Pese a la ola de críticas y preocupaciones que despertó en la opinión pública, esta semana fue aprobada en la Cámara de Diputados la reforma a la Ley de Amnistía.
La modificación avalada con los votos de MORENA y sus aliados ha generado un intenso debate sobre los límites del poder presidencial y la protección de la justicia en nuestro país.
La reforma básicamente dota al Presidente de la República de la facultad para perdonar delitos, cualquiera que este sea, y cuando sea que este haya ocurrido.
Además, el texto es ambiguo y deja espacio para interpretaciones peligrosas. Si bien se argumenta que la amnistía se otorgará a personas que aporten información útil para esclarecer casos relevantes para el Estado mexicano, nunca se dice cuáles son esos hechos relevantes para el Estado, o quién lo determinará. En otras palabras es un auténtico cheque en blanco.
Ello implica un poder inusitado y excesivo que le permitiría al titular del Ejecutivo no solo perdonar a sus aliados, sino presionar a cualquiera persona para que, así como ha ocurrido con el criterio de oportunidad (recuérdese el caso Emilio Lozoya), declare lo que convenga políticamente al gobierno y partido en turno.
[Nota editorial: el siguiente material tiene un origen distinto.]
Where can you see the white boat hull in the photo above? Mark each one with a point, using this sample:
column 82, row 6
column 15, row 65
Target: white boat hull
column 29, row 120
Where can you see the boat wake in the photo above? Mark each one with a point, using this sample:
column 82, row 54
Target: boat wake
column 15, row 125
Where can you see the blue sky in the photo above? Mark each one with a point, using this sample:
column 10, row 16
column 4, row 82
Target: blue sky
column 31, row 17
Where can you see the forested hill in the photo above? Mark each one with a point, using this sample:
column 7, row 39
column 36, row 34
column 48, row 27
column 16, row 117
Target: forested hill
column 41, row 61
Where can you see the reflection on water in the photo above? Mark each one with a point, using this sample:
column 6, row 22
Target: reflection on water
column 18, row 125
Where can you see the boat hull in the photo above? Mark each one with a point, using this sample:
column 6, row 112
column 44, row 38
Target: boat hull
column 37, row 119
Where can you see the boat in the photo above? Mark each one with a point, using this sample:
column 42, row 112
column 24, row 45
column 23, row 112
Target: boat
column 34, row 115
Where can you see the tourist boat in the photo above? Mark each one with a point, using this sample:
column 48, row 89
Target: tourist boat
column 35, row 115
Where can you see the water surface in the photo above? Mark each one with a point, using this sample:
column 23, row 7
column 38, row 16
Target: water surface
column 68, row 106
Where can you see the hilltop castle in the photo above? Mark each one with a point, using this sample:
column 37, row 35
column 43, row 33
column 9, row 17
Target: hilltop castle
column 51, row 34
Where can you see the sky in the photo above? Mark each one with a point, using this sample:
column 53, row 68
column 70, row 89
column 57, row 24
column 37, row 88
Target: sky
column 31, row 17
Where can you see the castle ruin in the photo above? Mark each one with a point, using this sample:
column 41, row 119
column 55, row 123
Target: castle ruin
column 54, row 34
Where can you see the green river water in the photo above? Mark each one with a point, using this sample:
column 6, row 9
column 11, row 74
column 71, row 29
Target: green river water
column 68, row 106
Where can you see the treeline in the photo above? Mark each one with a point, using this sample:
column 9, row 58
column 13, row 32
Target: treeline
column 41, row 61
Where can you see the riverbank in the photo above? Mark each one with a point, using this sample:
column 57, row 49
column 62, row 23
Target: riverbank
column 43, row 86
Por ello, la reforma ha sido recibida con escepticismo y desconfianza por parte de diversos sectores de la sociedad y de la oposición. Y no es para menos, pues no existe garantía alguna de que no sea utilizada de manera arbitraria o como un instrumento de negociación política.
Las críticas no se han hecho esperar. La oposición ha calificado la reforma como “perversa” y la ha comparado con prácticas propias de regímenes totalitarios.
Es una realidad que cuando se otorga tanto poder a una sola persona, se corre el riesgo de que se abuse de él. El poder absoluto, corrompe absolutamente, dirían los clásicos.
Entonces, permitir que el Presidente tenga la facultad de decidir quién merece la amnistía, sin seguir un proceso claro y bien establecido, es abrir la puerta a la arbitrariedad y la injusticia.
Por otro lado, los argumentos esgrimidos por los diputados de MORENA para justificar la reforma no son nada convincentes.
Si bien es cierto que existen casos emblemáticos de violencia que aún están sin resolver, esta no es la mejor manera de abordarlos y tampoco resulta ético sacrificar el debido proceso y el Estado de Derecho en aras de una supuesta búsqueda de la verdad.
El presidente López Obrador defiende la reforma asegurando que permitirá resolver casos como el de los 43 estudiantes desaparecidos en Ayotzinapa, en septiembre de 2014, o el de Tlatlaya en junio de 2014.
Pero esta afirmación levanta más dudas que certezas, pues no parece aceptable que para obtener información sobre casos tan dolorosos y emblemáticos para el país, el precio a pagar sea la impunidad para quienes estuvieron involucrados.
Por desgracia, la aprobación de esta reforma pondrá en entredicho la fortaleza de nuestras instituciones y el respeto por los derechos humanos.
En lugar de fortalecer la justicia y la democracia, se siguen aprobando reformas que en realidad están erosionando aún más la confianza de la sociedad en el Estado mexicano.
Lo más sano sería que a partir de septiembre una nueva mayoría legislativa de oposición dé marcha atrás a todas estas reformas regresivas que lastiman la justicia, los derechos de las víctimas y pretenden otorgar un poder desproporcionado a la Presidencia de la República. Eso es simplemente no se puede aceptar en un país democrático, civilizado y de instituciones.